Dava dilekçesinde faiz istenilmemesine rağmen, yukarıda yazılı emsal içtihatlar gereğince dava içinde her zaman faiz istenebileceği sonucuna varılmış, ıslah dilekçesi ile ihtarname tarihinden itibaren bütün alacağa avans faizi istenildiği görülmüş, hükmedilen alacağa temerrüt tarihinden itibaren faiz yürütülebileceği, tarafların tacir olması nedeniyle faize de talep gibi avans faizi olarak hükmedilmesi gerektiği sonucuna varılmıştır.

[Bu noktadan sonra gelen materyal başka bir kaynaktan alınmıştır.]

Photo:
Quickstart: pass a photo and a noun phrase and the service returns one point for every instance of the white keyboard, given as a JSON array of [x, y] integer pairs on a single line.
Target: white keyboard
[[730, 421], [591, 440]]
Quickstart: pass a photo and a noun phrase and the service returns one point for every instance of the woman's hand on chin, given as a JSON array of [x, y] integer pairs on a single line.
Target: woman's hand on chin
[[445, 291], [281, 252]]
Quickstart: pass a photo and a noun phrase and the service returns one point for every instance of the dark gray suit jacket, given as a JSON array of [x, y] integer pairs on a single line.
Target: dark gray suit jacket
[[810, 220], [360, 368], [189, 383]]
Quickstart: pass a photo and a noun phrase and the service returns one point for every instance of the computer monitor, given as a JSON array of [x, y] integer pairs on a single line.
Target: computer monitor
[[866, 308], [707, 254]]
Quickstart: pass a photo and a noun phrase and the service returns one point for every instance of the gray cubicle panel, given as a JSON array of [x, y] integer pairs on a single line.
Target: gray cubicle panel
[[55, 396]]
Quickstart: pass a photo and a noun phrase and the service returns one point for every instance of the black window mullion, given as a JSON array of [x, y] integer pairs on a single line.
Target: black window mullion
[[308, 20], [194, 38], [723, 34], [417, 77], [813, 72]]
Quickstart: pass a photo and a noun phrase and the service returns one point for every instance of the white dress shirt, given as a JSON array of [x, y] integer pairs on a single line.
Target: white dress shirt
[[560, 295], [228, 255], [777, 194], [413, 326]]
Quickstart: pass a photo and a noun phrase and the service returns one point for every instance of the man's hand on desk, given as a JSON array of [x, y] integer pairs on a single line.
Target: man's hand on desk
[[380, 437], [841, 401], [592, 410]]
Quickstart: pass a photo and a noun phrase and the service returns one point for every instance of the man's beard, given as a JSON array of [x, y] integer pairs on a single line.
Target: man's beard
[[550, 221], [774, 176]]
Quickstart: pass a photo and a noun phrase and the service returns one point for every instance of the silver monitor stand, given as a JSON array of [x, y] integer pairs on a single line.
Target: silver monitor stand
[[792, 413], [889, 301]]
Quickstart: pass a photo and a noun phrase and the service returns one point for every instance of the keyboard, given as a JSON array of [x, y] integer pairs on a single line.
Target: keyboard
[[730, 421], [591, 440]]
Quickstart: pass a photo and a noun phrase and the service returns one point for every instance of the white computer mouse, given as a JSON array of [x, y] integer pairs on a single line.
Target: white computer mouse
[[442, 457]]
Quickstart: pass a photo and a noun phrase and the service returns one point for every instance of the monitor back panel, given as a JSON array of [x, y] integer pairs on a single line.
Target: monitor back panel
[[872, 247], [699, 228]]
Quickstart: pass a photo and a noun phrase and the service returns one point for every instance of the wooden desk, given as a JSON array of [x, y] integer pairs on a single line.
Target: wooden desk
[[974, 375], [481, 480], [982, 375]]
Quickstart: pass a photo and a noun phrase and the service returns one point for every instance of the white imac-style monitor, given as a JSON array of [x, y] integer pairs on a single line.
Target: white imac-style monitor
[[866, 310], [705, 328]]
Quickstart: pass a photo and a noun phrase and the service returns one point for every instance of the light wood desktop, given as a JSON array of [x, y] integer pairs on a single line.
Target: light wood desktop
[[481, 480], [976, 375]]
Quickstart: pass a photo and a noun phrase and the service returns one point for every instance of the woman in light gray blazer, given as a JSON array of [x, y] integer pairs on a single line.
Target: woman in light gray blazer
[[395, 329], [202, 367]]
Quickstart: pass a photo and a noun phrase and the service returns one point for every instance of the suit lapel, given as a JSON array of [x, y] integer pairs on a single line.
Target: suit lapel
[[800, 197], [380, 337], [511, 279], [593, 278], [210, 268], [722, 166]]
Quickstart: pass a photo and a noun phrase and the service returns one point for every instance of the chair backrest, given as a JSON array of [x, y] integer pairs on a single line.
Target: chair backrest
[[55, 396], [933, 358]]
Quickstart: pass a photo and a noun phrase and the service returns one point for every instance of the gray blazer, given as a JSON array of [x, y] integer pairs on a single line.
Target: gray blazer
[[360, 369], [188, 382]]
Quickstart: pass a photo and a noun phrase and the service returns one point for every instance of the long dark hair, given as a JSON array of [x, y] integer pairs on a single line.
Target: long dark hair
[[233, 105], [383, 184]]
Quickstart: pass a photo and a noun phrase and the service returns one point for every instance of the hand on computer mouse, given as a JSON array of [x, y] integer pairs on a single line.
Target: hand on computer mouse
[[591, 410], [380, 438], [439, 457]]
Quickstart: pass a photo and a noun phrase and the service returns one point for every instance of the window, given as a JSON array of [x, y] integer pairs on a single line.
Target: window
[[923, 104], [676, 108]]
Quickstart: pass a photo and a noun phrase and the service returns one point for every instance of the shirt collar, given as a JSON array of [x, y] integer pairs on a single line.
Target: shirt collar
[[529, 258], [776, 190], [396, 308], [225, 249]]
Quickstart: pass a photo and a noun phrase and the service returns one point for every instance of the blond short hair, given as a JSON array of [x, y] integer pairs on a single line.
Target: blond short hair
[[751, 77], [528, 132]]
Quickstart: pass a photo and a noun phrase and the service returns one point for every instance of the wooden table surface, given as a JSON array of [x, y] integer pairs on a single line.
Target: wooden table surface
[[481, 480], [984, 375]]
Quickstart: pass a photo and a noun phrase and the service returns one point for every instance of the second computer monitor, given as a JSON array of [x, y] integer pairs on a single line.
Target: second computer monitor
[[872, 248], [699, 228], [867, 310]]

Her ne kadar davacı tarafından davalı tarafa ihtarname gönderilmiş ise de; ihtarnamede alacağın miktarı kesin olarak belirtilmediğinden davalı tarafın bu ihtarname ile temerrüte düşürülemediği, dava öncesi davalı tarafın herhangi bir şekilde temerrüte düştüğü ispat da edilemediğinden, faize dava tarihinden itibaren hükmedilmesi gerektiği sonucuna varıldığına dair gerekçeyle;
1-Davacının davasının KABULÜ ile 315.516,66 TL alacağın, dava tarihi olan 23/01/2018 tarihinden itibaren işleyecek avans faizi ile birlikte davalılar … Endüstrisi ve Ticaret Ltd. Şti. ile … İnşaat Turizm Taşımacılık Orman Gıda Tekstil Pet. Otom. Kuyum. Bilgisayar Tic. ve San. Ltd. Şti.’den müştereken ve müteselsilen alınarak davacı şirkete verilmesine, davacının fer’i nitelikteki fazlaya ilişkin faiz taleplerinin reddine,…” şeklinde karar verilmiştir.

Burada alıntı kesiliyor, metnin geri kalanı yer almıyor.